The building’s architectural features — its exterior grid of granite and Vermont marble panels, six-story glass stack tower, and sculpture garden by sculptor Isamu Noguchi — have been refurbished to fully preserve architect Gordon Bunshaft’s modernist masterpiece, which opened in October 1963. Chicago-based HBRA Architects led the design work. New Haven-based Newman Architects was also heavily involved in the project.

The library operated a temporary reading room and classroom in Sterling Memorial Library from May 2015 through July, providing researchers, faculty, and students access to collection material. The libraries’ access services staff would don hardhats and safety goggles to pass through construction zones on their way to retrieve collection material from protected areas in the building’s basement. 
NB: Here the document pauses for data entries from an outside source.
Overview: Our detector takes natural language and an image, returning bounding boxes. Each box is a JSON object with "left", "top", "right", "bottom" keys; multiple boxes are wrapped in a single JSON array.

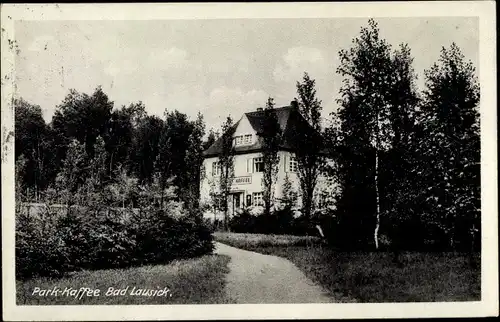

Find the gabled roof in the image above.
[{"left": 203, "top": 106, "right": 320, "bottom": 157}]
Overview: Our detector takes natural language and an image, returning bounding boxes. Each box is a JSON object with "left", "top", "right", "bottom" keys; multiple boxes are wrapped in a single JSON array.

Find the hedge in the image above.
[{"left": 16, "top": 204, "right": 214, "bottom": 280}]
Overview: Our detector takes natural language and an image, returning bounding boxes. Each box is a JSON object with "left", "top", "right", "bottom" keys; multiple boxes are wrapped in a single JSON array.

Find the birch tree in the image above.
[{"left": 336, "top": 19, "right": 393, "bottom": 249}]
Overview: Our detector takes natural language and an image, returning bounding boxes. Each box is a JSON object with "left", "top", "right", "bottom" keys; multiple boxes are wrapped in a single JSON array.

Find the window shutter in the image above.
[{"left": 247, "top": 158, "right": 252, "bottom": 173}]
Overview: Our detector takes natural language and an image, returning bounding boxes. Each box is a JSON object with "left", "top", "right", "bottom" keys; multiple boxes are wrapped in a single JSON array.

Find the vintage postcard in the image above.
[{"left": 1, "top": 1, "right": 498, "bottom": 320}]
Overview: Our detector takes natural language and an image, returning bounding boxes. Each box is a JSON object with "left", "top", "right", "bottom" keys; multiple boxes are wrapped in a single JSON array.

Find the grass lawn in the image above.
[
  {"left": 17, "top": 254, "right": 233, "bottom": 305},
  {"left": 213, "top": 231, "right": 322, "bottom": 248},
  {"left": 214, "top": 233, "right": 481, "bottom": 302}
]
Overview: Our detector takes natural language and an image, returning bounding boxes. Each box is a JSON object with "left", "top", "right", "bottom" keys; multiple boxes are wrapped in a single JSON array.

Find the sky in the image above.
[{"left": 14, "top": 17, "right": 479, "bottom": 132}]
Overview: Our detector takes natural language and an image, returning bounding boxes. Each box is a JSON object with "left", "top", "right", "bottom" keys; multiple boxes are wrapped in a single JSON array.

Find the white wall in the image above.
[
  {"left": 199, "top": 114, "right": 339, "bottom": 219},
  {"left": 200, "top": 150, "right": 338, "bottom": 218}
]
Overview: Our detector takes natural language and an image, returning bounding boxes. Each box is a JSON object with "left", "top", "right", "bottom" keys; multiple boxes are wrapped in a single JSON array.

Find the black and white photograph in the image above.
[{"left": 1, "top": 2, "right": 498, "bottom": 320}]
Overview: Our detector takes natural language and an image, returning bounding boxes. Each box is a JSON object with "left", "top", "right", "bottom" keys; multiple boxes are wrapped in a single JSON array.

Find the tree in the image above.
[
  {"left": 381, "top": 44, "right": 421, "bottom": 256},
  {"left": 56, "top": 139, "right": 87, "bottom": 207},
  {"left": 49, "top": 87, "right": 113, "bottom": 191},
  {"left": 218, "top": 116, "right": 235, "bottom": 231},
  {"left": 203, "top": 128, "right": 219, "bottom": 150},
  {"left": 155, "top": 127, "right": 173, "bottom": 210},
  {"left": 108, "top": 164, "right": 138, "bottom": 209},
  {"left": 261, "top": 97, "right": 282, "bottom": 216},
  {"left": 130, "top": 115, "right": 164, "bottom": 182},
  {"left": 52, "top": 86, "right": 113, "bottom": 157},
  {"left": 79, "top": 136, "right": 108, "bottom": 207},
  {"left": 88, "top": 136, "right": 108, "bottom": 188},
  {"left": 164, "top": 111, "right": 195, "bottom": 189},
  {"left": 418, "top": 43, "right": 480, "bottom": 251},
  {"left": 184, "top": 112, "right": 206, "bottom": 216},
  {"left": 293, "top": 72, "right": 324, "bottom": 219},
  {"left": 14, "top": 98, "right": 49, "bottom": 200},
  {"left": 281, "top": 172, "right": 297, "bottom": 210},
  {"left": 15, "top": 154, "right": 28, "bottom": 204},
  {"left": 106, "top": 104, "right": 136, "bottom": 176},
  {"left": 336, "top": 19, "right": 394, "bottom": 249}
]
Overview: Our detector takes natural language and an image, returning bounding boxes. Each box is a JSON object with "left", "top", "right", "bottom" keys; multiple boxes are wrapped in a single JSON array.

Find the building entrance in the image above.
[{"left": 229, "top": 192, "right": 244, "bottom": 217}]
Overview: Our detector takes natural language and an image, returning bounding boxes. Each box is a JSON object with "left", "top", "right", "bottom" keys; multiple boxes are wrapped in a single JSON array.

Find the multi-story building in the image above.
[{"left": 199, "top": 105, "right": 336, "bottom": 220}]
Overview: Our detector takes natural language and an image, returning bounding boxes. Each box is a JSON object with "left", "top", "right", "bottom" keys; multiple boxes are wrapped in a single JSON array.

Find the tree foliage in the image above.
[
  {"left": 292, "top": 72, "right": 324, "bottom": 218},
  {"left": 416, "top": 43, "right": 480, "bottom": 250},
  {"left": 218, "top": 116, "right": 235, "bottom": 230},
  {"left": 261, "top": 97, "right": 282, "bottom": 215},
  {"left": 332, "top": 19, "right": 480, "bottom": 252},
  {"left": 14, "top": 21, "right": 481, "bottom": 253}
]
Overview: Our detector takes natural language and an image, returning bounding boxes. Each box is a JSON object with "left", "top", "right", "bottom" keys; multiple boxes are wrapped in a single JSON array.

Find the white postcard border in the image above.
[{"left": 1, "top": 2, "right": 498, "bottom": 320}]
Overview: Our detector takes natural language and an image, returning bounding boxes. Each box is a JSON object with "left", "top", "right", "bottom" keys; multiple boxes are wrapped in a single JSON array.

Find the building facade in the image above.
[{"left": 200, "top": 106, "right": 337, "bottom": 220}]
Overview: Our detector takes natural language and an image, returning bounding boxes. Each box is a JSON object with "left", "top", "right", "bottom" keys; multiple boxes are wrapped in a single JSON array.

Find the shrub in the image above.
[
  {"left": 229, "top": 206, "right": 298, "bottom": 235},
  {"left": 229, "top": 208, "right": 257, "bottom": 233},
  {"left": 131, "top": 208, "right": 214, "bottom": 265},
  {"left": 16, "top": 205, "right": 64, "bottom": 279},
  {"left": 15, "top": 203, "right": 214, "bottom": 280}
]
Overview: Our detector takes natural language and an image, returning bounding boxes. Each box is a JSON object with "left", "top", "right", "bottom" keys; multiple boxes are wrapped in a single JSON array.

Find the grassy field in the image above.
[
  {"left": 213, "top": 232, "right": 322, "bottom": 248},
  {"left": 17, "top": 254, "right": 233, "bottom": 305},
  {"left": 214, "top": 233, "right": 481, "bottom": 302}
]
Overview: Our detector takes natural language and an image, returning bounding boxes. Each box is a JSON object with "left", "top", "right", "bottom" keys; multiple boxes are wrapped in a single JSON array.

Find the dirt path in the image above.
[{"left": 214, "top": 242, "right": 334, "bottom": 303}]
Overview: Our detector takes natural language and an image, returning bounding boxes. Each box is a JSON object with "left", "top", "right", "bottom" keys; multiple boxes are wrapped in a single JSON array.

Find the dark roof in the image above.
[{"left": 203, "top": 106, "right": 321, "bottom": 157}]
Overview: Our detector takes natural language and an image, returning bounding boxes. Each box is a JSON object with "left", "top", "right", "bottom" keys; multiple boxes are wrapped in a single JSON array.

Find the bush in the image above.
[
  {"left": 15, "top": 203, "right": 214, "bottom": 280},
  {"left": 228, "top": 206, "right": 336, "bottom": 237},
  {"left": 16, "top": 205, "right": 68, "bottom": 279},
  {"left": 131, "top": 209, "right": 214, "bottom": 265},
  {"left": 229, "top": 209, "right": 257, "bottom": 233},
  {"left": 229, "top": 207, "right": 296, "bottom": 235}
]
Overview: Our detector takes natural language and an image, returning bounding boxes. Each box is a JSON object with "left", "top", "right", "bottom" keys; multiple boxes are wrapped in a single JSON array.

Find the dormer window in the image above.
[
  {"left": 235, "top": 136, "right": 244, "bottom": 146},
  {"left": 234, "top": 134, "right": 253, "bottom": 146}
]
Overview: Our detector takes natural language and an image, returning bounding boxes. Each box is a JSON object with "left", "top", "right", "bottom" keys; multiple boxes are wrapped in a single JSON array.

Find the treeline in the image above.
[
  {"left": 15, "top": 89, "right": 220, "bottom": 214},
  {"left": 15, "top": 90, "right": 217, "bottom": 279},
  {"left": 212, "top": 20, "right": 480, "bottom": 253},
  {"left": 326, "top": 20, "right": 480, "bottom": 252},
  {"left": 15, "top": 19, "right": 480, "bottom": 253}
]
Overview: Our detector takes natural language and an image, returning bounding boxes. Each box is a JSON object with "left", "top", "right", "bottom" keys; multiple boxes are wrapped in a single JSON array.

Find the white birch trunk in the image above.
[
  {"left": 374, "top": 112, "right": 381, "bottom": 250},
  {"left": 374, "top": 148, "right": 380, "bottom": 250}
]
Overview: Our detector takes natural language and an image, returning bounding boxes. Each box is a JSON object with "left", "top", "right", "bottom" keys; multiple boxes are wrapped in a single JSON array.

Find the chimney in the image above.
[
  {"left": 256, "top": 107, "right": 263, "bottom": 111},
  {"left": 290, "top": 100, "right": 299, "bottom": 109}
]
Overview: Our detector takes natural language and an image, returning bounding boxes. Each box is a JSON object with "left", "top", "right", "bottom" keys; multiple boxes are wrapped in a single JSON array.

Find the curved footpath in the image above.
[{"left": 214, "top": 242, "right": 334, "bottom": 303}]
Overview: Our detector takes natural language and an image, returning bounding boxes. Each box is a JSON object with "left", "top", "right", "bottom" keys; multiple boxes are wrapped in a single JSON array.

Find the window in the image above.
[
  {"left": 252, "top": 192, "right": 263, "bottom": 206},
  {"left": 254, "top": 157, "right": 264, "bottom": 172},
  {"left": 234, "top": 134, "right": 253, "bottom": 146},
  {"left": 212, "top": 161, "right": 221, "bottom": 176},
  {"left": 289, "top": 155, "right": 298, "bottom": 172},
  {"left": 234, "top": 136, "right": 244, "bottom": 146}
]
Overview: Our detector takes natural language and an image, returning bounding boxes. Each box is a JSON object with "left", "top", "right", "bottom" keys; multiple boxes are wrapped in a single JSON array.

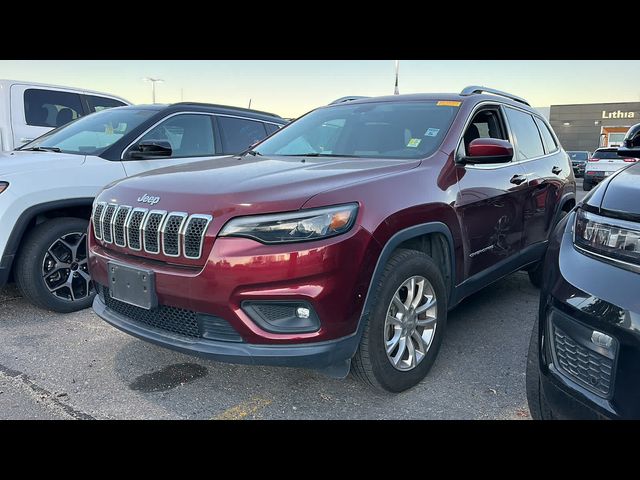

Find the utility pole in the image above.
[
  {"left": 143, "top": 77, "right": 164, "bottom": 104},
  {"left": 394, "top": 60, "right": 400, "bottom": 95},
  {"left": 248, "top": 98, "right": 252, "bottom": 109}
]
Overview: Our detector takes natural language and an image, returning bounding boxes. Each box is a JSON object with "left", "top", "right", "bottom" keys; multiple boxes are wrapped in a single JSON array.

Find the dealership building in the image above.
[{"left": 548, "top": 101, "right": 640, "bottom": 152}]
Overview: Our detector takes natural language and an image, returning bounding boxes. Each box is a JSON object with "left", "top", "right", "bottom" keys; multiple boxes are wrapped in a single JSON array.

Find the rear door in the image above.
[
  {"left": 216, "top": 115, "right": 269, "bottom": 154},
  {"left": 506, "top": 107, "right": 567, "bottom": 247},
  {"left": 10, "top": 84, "right": 85, "bottom": 148}
]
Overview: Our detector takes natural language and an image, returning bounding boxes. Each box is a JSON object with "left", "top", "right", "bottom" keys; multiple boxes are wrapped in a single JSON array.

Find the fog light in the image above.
[
  {"left": 296, "top": 307, "right": 310, "bottom": 319},
  {"left": 591, "top": 331, "right": 613, "bottom": 349},
  {"left": 242, "top": 301, "right": 320, "bottom": 333}
]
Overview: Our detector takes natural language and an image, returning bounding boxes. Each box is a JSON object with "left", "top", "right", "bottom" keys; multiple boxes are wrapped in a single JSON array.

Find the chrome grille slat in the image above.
[
  {"left": 102, "top": 204, "right": 117, "bottom": 244},
  {"left": 143, "top": 210, "right": 167, "bottom": 254},
  {"left": 113, "top": 206, "right": 132, "bottom": 247},
  {"left": 91, "top": 203, "right": 212, "bottom": 260},
  {"left": 161, "top": 212, "right": 188, "bottom": 257},
  {"left": 93, "top": 202, "right": 106, "bottom": 240},
  {"left": 183, "top": 215, "right": 212, "bottom": 259},
  {"left": 126, "top": 208, "right": 148, "bottom": 251}
]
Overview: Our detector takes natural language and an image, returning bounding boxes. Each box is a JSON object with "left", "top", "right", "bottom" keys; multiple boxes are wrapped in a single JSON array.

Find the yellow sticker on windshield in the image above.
[
  {"left": 105, "top": 124, "right": 114, "bottom": 134},
  {"left": 437, "top": 101, "right": 461, "bottom": 107},
  {"left": 407, "top": 138, "right": 422, "bottom": 148}
]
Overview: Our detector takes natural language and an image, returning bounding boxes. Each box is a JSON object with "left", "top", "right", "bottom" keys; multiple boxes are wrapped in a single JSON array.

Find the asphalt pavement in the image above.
[{"left": 0, "top": 180, "right": 588, "bottom": 420}]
The day the library reopened, students occupied the couches and chairs on the library’s mezzanine level, surrounded by the translucent marble and the volumes lining the stack tower.

The bulk of the renovation involved upgrading the library’s mechanical infrastructure — its plumbing, electrical, heating, and cooling systems — much of which was original to the building. Machinery in the building’s sub-basement, including room-sized air handlers and chillers, was replaced with state-of-the-art equipment. The building’s security and fire-suppression systems were also upgraded. New lighting was installed in the stack tower.

Barbara Shailor, senior research scholar and senior lecturer in the Department of Classics and a former director of the Beinecke Library, said she was “eager” to return to the reading room.

“I’m a little choked up about this,” said Shailor, former deputy provost for the arts who first visited the Beinecke as an intern in 1970. “Those were a hard 16 months.”

The Beinecke will host an open house for Yale students on Saturday, Sept. 24, and will open its doors to public for a community day on Saturday, Oct. 8 from 10 a.m. to 4 p.m.

The Beinecke Rare Book & Manuscript Library, located at 121 Wall St. in New Haven, is one of the world’s largest libraries devoted entirely to rare books and manuscripts and is Yale’s principal repository for literary archives, early manuscripts, and rare books.